A radicalização das duas últimas semanas, vistas por auxiliares do tucano como as mais tenebrosas em termos de retórica de Bolsonaro até aqui, ajudou Doria a modular seu discurso de membro da direita antipetista, mas não associado ideário do presidente.
Se isso será suficiente ao longo do tempo para apagar a imagem de Doria com a camiseta amarela com a logomarca BolsoDoria, é algo a ver.

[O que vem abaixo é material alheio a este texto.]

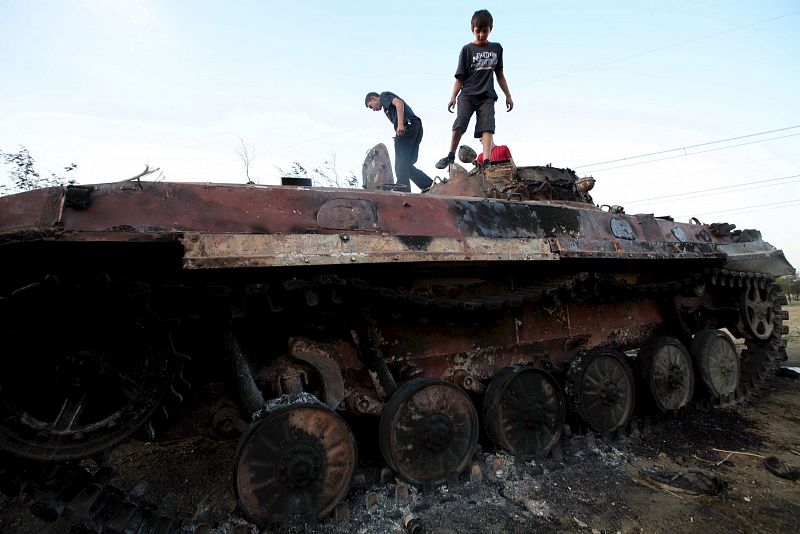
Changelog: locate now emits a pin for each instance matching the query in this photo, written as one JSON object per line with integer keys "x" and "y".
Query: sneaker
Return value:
{"x": 445, "y": 161}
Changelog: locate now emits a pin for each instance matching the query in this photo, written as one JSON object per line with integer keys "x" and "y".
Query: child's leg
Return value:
{"x": 457, "y": 133}
{"x": 486, "y": 141}
{"x": 484, "y": 126}
{"x": 464, "y": 112}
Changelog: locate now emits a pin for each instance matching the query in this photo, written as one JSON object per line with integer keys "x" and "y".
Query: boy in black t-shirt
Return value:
{"x": 474, "y": 87}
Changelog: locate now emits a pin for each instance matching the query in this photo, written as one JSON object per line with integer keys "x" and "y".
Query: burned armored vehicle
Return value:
{"x": 502, "y": 300}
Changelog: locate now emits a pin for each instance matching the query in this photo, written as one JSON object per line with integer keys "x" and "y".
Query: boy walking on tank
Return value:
{"x": 408, "y": 130}
{"x": 478, "y": 63}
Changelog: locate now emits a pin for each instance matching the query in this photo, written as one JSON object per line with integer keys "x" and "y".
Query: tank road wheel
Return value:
{"x": 717, "y": 362}
{"x": 757, "y": 311}
{"x": 297, "y": 461}
{"x": 80, "y": 381}
{"x": 428, "y": 429}
{"x": 604, "y": 390}
{"x": 524, "y": 411}
{"x": 668, "y": 372}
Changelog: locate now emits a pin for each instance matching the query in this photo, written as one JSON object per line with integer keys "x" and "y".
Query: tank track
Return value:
{"x": 87, "y": 499}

O tucano até agora não se livrou, segundo pesquisas qualitativas internas do PSDB e de adversários, da pecha de que traiu Alckmin ao tentar lançar-se presidente quando estava na prefeitura.
Os mesmos levantamentos colocam a presença do deputado Aécio Neves (MG) no PSDB como peso no pé do tucano que governa São Paulo. Neste caso, a burocracia do partido, agora sob comando de Doria, ainda pisa em ovos. No outro, o governador está sozinho para se virar.
Há questões práticas em questão. A linha 6 do Metrô de São Paulo está no chão até agora porque o BNDES (Banco Nacional de Desenvolvimento Econômico e Social) reluta em aprovar empréstimo a ela.
Limitações semelhantes, ligadas à boa vontade federal, atingem obras como as do Rodoanel. Um ex-governador paulista ouvido pela Folhadiz que a tentação de independência do estado é grande, mas a realidade invariavelmente reduz os apetites na prática.
Doria tem o tempo como aliado e adversário. Uma eventual recuperação econômica mais rápida pode favorecer a Bolsonaro e, em menor medida, a ele. Seria talvez ideal, nas contas tucanas, porque diluiria o senso de bem-estar ao longo de 2020.
Já um atraso na melhoria, paradoxalmente, pode ajudar Bolsonaro caso ela venha mais perto do pleito de 2022. Aí o presidente terá manchetes e sensação real de que a economia está em bom curso.
Doria poderá fazer o mesmo alinhavando atração de investimentos a São Paulo, algo que tentará fazer com mais força na semana que vem com uma missão empresarial à China, mas o fato é que no Brasil o poder central sempre colhe os frutos primeiro.
Essa multiplicidade de fatores embaralha a disputa à frente. Os estrategistas do tucano ainda não têm um tática elaborada para outros eventuais concorrentes ao centro, notadamente o apresentador Luciano Huck (sem partido).
A ideia trabalhada até aqui é a de aproveitar ao máximo a máquina paulista, bem azeitada apesar do déficit de R$ 10 bilhões herdados em caixa na virada do ano, e diferenciar-se dentro do possível do hoje aliado Bolsonaro.
Antes de o rio desembocar em 2022, há uma curva acentuada no ano que vem. A eleição à prefeitura paulistana e de outras vitais no interior paulista tende a criar rearranjos. Doria tem vários candidatos na capital, mas uma hora terá de escolher um de fato.
Aliados suspeitam que será Joice Hasselmann, hoje deputada federal pelo PSL de Bolsonaro. O prefeito-candidato Bruno Covas (PSDB) tem a seu favor o sobrenome famoso do avô Mário e a juventude, mas mesmo políticos próximos dele identificam inapetência para a competição.
Por obrigação partidária, Doria já declarou voto em Covas —embora aliados digam que o prefeito pode jogar a toalha antes da campanha.
A questão colocada hoje é se Joice irá permanecer na linha bolsonarista independente ou migrará de vez para Doria.
A primeira opção é vista como mais complexa visando o futuro em 2022, dado que será imperativo ao governador anabolizar suas chances entre um eleitorado bastante à direita, ainda que mantendo a linha divisória com os arroubos presidenciais.
Logo, uma derrota de opções vistas como radicais cairia bem a Doria não só na capital, mas principalmente nos grandes centros do interior em que votaram maciçamente em Bolsonaro em 2018.